Data Package View - Tabular format

Hi All,

In the scenario where a data package provides 2 datasets linked by foreign key - eg examples/countries-and-currencies at main · frictionlessdata/examples · GitHub

What is the best way of specifying a combined tabular view that combines data from both sources?
For eg, for the countries-and-currencies package, is there a recommended way to specify a particular view of the data I want?

eg, source data is

countries-using-usd-and-gbp.csv
name
currency_alphabetic_code

currencies.csv
currency_alphabetic_code
currency
symbol

with the data related by currency_alphabetic_code

The data view I want is
countries-using-usd-and-gbp.name +
currencies.currency +
currencies.symbol

Cheers,
Simon

1 Like

Great question, @SimonG!

Perhaps @rufuspollock or @Stephen could take a stab at this.

Thanks @todrobbins … I couldn’t see a way to easily do this, and it still needs the package consumer to stitch the data together to present per the view. For practical reasons I’ve combined my data into a single resource, rather than multiple with a primary/foreign key relationship. It will do! Cheers

1 Like

I haven’t used it myself but data package pipelines may be worth a look

see also Announcing datapackage-pipelines version 2.0 - Open Knowledge Labs

1 Like

Thanks @Stephen - we do quite a lot of data pipelineing but we’re a nodejs shop and python isn’t on our radar. Thanks for the heads up though.

1 Like

@SimonG, since you are using Javascript, are you also using dataframe-js? If so, I suppose you could load each table in a dataframe and join them as in the example from the documentation:

df.innerJoin(df2, ['column2', 'column3']);

Note: if you are using Goodtables for data validation / continuous integration, please keep in mind that it does not yet support validation of foreign key relations.

1 Like

@herrmann interesting! No, I’m not using dataframe-js. I do use both lokijs and lunr in my projects - out of pure familiarity I’d probably defer to these first, but I’ll investigate what dataframe-js offers - thanks. I like the idea of Goodtables, but I use ajv for my validation needs (whilst not data-package aware ajv plugs into our node pipeline effectively). It’s great to see this type of tooling emerge - I can see a datapackage to ajv adaptor could be useful as well.

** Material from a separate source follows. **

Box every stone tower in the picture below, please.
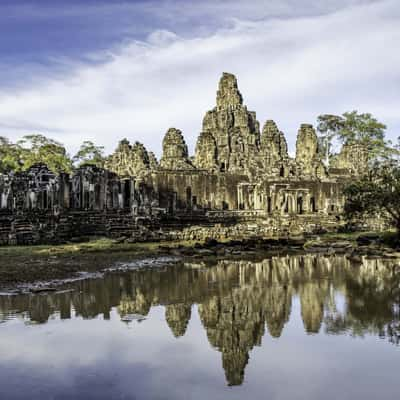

thanks again @herrmann, I’ve just found reason to try dataframe-js and have a better grasp of it. Indeed it is great for tabular data! lokijs as a nosql db is powerful but the clear use-case of dataframes makes perfect sense.

2 Likes

Glad to be of help!

I haven’t used dataframe-js myself yet, as today I use dataframes in Python with the Pandas library. But if I was to deal with data in javascript, that’s what I would try. Please let us know later about your experience with it, if you’d like to share it.